Lévy Gorvy, White Cube and Lehmann Maupin were three of the big-name galleries to open pop-up spaces over Christmas in Palm Beach, the sleepy Florida town where many of America’s billionaires spend the colder months. These temporary outposts were the latest effort by gallerists to bring art directly to collectors, many of whom had fled their primary homes in New York for second homes in ski resorts or seaside towns during the pandemic. Earlier in the year, pop-ups also appeared in the Hamptons and Aspen.
Now, the phenomenon has come to Asia. This summer, Lehmann Maupin is opening a pop-up in Taipei, which will run from August 3 to September 18. It is the first international gallery to launch a seasonal space in the region.
“I love the pop-up model,” says Rachel Lehmann, whose gallery has permanent outposts in New York, London and Seoul. “I think it’s a great formula and I’m very curious what our first Asian pop-up will bring. If it works in Taiwan, I can see us expanding it to other areas in Asia—and not only East Asia.”
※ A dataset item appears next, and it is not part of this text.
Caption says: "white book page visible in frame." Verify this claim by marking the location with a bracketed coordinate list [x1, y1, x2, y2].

Lehmann and her business partner, David Maupin, credit pop-ups with helping their gallery through the pandemic. They opened their first, in Aspen, for a short period last summer, then decamped to Palm Beach for the winter. Lehmann Maupin’s 2,000 sq ft Palm Beach space was open from mid-November to mid- March and featured pieces by the likes of pioneering African-American abstract painter McArthur Binion, sculptor Liza Lou and Marilyn Minter, who is famous for her glossy, hyperrealist portraits of women that explore ideas of glamour, sexuality and desire.
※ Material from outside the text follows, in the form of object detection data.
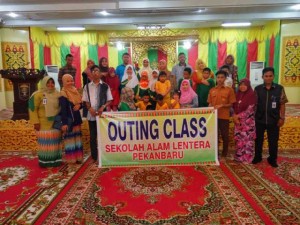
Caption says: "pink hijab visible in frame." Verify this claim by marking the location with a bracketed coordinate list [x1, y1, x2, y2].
[179, 79, 197, 104]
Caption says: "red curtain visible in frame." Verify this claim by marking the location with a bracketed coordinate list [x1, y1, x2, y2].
[188, 42, 198, 69]
[29, 39, 34, 68]
[70, 44, 82, 88]
[44, 46, 52, 65]
[269, 35, 275, 67]
[218, 41, 227, 69]
[247, 40, 258, 77]
[98, 44, 108, 63]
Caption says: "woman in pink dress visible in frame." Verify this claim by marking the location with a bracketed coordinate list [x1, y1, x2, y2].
[233, 78, 256, 163]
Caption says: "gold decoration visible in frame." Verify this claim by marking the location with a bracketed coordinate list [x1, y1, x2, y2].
[132, 41, 177, 68]
[0, 120, 90, 154]
[108, 28, 199, 42]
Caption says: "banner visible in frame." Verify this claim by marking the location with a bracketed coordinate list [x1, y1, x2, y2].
[97, 108, 219, 167]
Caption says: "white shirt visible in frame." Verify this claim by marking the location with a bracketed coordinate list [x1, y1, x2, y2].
[82, 80, 113, 121]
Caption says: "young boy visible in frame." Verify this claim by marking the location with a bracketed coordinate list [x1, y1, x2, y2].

“Aspen was successful, but interest really built to a crescendo in Palm Beach,” says Lehmann. “When we were packing up in Florida, putting works into crates, people were still knocking on the door. Prior to Covid- 19, art fairs represented roughly 30 per cent of our revenue. Last year, pop-ups took the place of fairs.” Other gallerists have experienced success with the model, too: Marc Glimcher from Pace reported selling works at his Palm Beach pop-up for prices from US$50,000 to US$500,000, while art dealer Emmanuel di Donna reportedly sold a Willem de Kooning painting for US$10 million out of his Florida pop-up, Sélavy.
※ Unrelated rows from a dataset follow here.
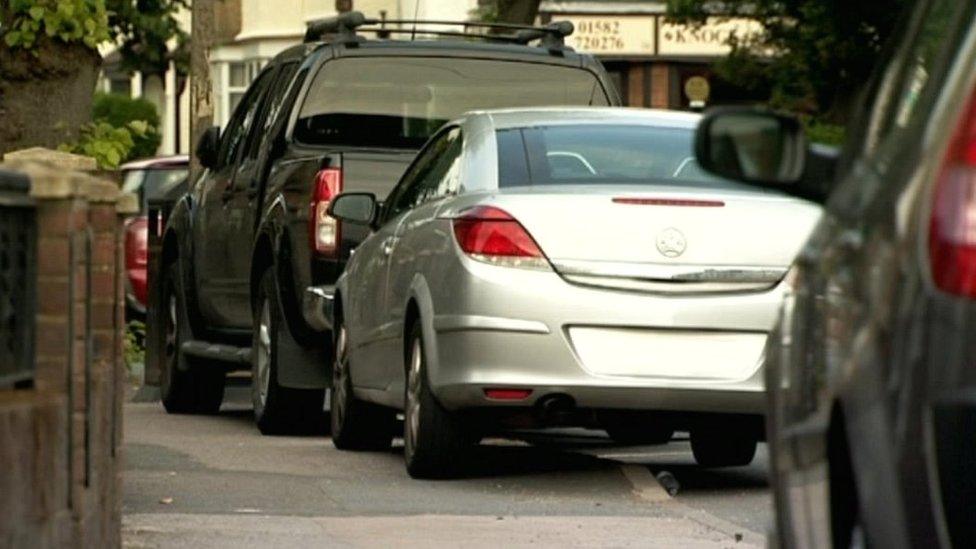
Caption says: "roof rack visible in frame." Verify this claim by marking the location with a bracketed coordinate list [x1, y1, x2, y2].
[304, 11, 574, 50]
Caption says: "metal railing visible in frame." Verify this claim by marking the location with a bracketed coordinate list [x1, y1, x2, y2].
[0, 170, 37, 388]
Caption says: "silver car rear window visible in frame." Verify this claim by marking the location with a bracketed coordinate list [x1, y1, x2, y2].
[497, 124, 742, 189]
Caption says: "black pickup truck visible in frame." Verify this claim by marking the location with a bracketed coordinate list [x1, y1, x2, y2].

So it’s no surprise that these seasonal spaces may become a more permanent fixture. Lehmann Maupin has already committed to another pop-up in Aspen this summer, which will run from early July to mid-September, and has budgeted to open another Palm Beach space in the winter.
But right now, Lehmann is focused on Taiwan. The island has long been home to an exceptionally wealthy group of art collectors, though for many years these connoisseurs were focused on traditional Chinese art and antiques, as well as trophy pieces from the most famous western artists. Among the better-known collectors are Robert and Vivian Tsao, whose collection includes treasures such as a Neolithic ritual vessel from China that dates back to 3300-2000 BC, and Pierre Chen, who owns major works by Pablo Picasso, Francis Bacon and Mark Rothko.